An in-depth look at India’s retractions, by T. A. Abinandanan, a materials professor at the Indian Institute of Science in Bangalore, concludes that 45 of India’s 70 retractions in PubMed over the past decade were for plagiarism. (His paper is here, and was also covered in this news story by Nature India). So, here are hints that the gradual diffusion of software for detecting plagiarism and image manipulation across the publishing world may have particularly contributed to a rise in retractions.
For those who are interested in trends from journals, I also found that while Nature and Science and other high-impact journals have the most retractions, data from Thomson Reuters show that they tend to spread those out evenly over the past decade. The change in the past 5 years has come from journals with lower impact factors.

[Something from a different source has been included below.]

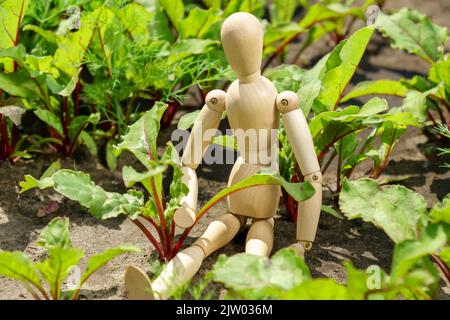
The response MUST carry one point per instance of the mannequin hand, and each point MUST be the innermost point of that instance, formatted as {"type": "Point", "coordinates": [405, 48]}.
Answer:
{"type": "Point", "coordinates": [184, 217]}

Many people I spoke to wondered if the data suggest we are seeing a real increase in fraud or sloppy mistakes. This is a valid concern. But, as I say in the feature, the number of retractions is so small, compared with the misconduct that surveys suggest goes on, that it is too fragmentary for any useful conclusions to be drawn about the overall rates of sloppiness or misconduct. Science as a culture very rarely bothers to update the papers it puts into the written record. Disputes, errors and misconduct are surely more widespread than the numbers of retractions and corrections suggest.